To date, our revenues have been derived primarily from the sale of our DSL semiconductor products which include the CopperFlite CO, CopperFlite CPE, Palladia and Maximus families of products and, to a small degree, our Entropia VoP semiconductor products. We have generated a substantial portion of our revenues from sales to a limited number of customers. For the year ended December 31, 2003, NEC and Sumitomo Electric Industries represented 49% and 31% of our revenues, respectively. For the year ended December 31, 2002, NEC and Sumitomo Electric Industries represented 45% and 41% of our revenues, respectively. For the year ended December 31, 2001, Sumitomo Electric Industries and NEC represented 48% and 38% of our revenues, respectively. We expect that our largest customers will continue to account for a substantial portion of our revenues in 2004 and for the foreseeable future.

During the years ended December 31, 2003, 2002, and 2001, 87%, 89% and 89% of our revenues, respectively, were from customers in Asia, primarily Japan. The absolute dollar amount of our revenues from customers in Asia increased in 2003 compared to 2002 primarily due to the increased number of DSL subscriber additions in Japan. Both our revenues and the percentage of revenues from our customers in North America increased in 2003 due to increases in spending in the communications equipment industry. We currently sell through our direct sales force in China, France, Japan, North America, South Korea and Taiwan. We also utilize sales representatives in China, Germany, Hong Kong, Israel, Italy, Japan, North America, South Korea and Taiwan. All of our revenues are denominated solely in U.S. dollars, which reduces our exposure to foreign currency exchange risks.

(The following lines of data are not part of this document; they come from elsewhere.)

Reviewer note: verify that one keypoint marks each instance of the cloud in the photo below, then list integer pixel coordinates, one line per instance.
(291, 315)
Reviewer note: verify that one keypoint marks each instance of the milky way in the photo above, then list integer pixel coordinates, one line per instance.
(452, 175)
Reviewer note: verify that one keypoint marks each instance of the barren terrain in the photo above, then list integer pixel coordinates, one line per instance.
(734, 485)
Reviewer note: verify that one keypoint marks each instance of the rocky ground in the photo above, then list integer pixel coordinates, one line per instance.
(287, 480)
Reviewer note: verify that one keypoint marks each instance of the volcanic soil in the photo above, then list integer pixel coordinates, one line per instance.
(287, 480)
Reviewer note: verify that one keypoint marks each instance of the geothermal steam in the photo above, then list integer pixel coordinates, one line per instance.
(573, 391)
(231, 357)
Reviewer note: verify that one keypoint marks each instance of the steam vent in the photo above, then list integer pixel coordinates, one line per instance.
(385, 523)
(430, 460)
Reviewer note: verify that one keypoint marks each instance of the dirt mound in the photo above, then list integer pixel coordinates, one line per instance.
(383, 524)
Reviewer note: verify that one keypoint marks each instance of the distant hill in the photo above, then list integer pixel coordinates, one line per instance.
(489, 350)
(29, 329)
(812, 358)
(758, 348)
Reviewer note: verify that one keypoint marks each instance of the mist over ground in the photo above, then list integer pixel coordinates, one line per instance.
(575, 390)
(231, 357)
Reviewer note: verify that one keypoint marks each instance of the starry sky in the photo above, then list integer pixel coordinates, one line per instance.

It often takes more than one year for us to realize volume shipments of our products after we first contact a customer. We first work with customers to achieve a design win, which may take six months or longer. Our customers then complete the design, testing and evaluation of their systems and begin the marketing process, a period which typically lasts an additional three to six months or longer. As a result, a significant period of time may elapse between our sales efforts and our realization of revenues, if any, from volume purchases of our products by our customers. Our customers are not obligated by long-term contracts to purchase our products and can generally cancel or reschedule orders on short notice. Due to this lengthy sales cycle, we may experience significant delays from the time we incur expenses for research and development, selling, general and administrative efforts and investments in inventory, and the generation of corresponding revenue, if any. We anticipate that the rate of new orders may vary significantly from month to month. If anticipated sales and shipments in any quarter do not occur when expected, expenses and inventory levels could be disproportionately high, and our results of operations for that quarter, and potentially for future quarters, could be materially and adversely affected.

We outsource the fabrication, assembly and testing of our products. Accordingly, a significant portion of our cost of revenues consists of payments to our manufacturing partners. Costs of revenues also encompass our internal manufacturing and operations functions and a portion of our information systems and facilities costs.

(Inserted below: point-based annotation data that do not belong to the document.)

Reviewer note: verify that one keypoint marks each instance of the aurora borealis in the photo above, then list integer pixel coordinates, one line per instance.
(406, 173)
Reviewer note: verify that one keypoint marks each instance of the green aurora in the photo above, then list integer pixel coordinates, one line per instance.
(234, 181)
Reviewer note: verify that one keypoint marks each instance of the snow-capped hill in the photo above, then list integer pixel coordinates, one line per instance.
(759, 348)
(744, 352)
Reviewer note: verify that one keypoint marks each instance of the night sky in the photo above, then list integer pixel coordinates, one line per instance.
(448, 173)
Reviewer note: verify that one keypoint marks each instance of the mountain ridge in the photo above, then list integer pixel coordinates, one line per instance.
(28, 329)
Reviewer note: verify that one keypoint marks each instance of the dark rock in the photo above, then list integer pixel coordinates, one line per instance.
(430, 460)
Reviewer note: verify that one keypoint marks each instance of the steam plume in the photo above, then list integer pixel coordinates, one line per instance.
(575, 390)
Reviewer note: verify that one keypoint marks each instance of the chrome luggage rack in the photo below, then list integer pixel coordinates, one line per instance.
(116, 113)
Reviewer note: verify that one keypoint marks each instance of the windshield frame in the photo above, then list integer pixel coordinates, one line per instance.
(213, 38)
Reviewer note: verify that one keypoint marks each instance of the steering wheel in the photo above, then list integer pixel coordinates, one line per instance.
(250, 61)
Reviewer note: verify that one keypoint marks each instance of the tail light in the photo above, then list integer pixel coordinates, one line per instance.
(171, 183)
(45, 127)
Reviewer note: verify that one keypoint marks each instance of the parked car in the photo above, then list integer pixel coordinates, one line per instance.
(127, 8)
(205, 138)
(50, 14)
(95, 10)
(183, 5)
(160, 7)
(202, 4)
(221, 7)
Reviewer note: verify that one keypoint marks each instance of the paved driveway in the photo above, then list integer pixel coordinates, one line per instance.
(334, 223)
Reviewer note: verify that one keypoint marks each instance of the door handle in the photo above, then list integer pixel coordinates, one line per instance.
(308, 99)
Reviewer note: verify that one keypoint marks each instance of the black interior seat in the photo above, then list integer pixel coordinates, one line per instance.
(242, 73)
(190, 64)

Research and development expenses consist primarily of salaries and related personnel costs, fees paid to consultants and outside service providers, prototype costs related to the fabrication of our silicon chips, depreciation associated with software development tools and amortization of deferred compensation. We expense our research and development costs as they are incurred. Several components of our research and development effort require significant expenditures, the timing of which can cause significant quarterly variability in our expenses. For example, we require a substantial number of prototypes to build and test our complex products and therefore incur significant prototype costs. Research and development is key to our future success. We anticipate that research and development expense may increase in both the near-term and the long-term as we incur additional costs related to the growth of our Company.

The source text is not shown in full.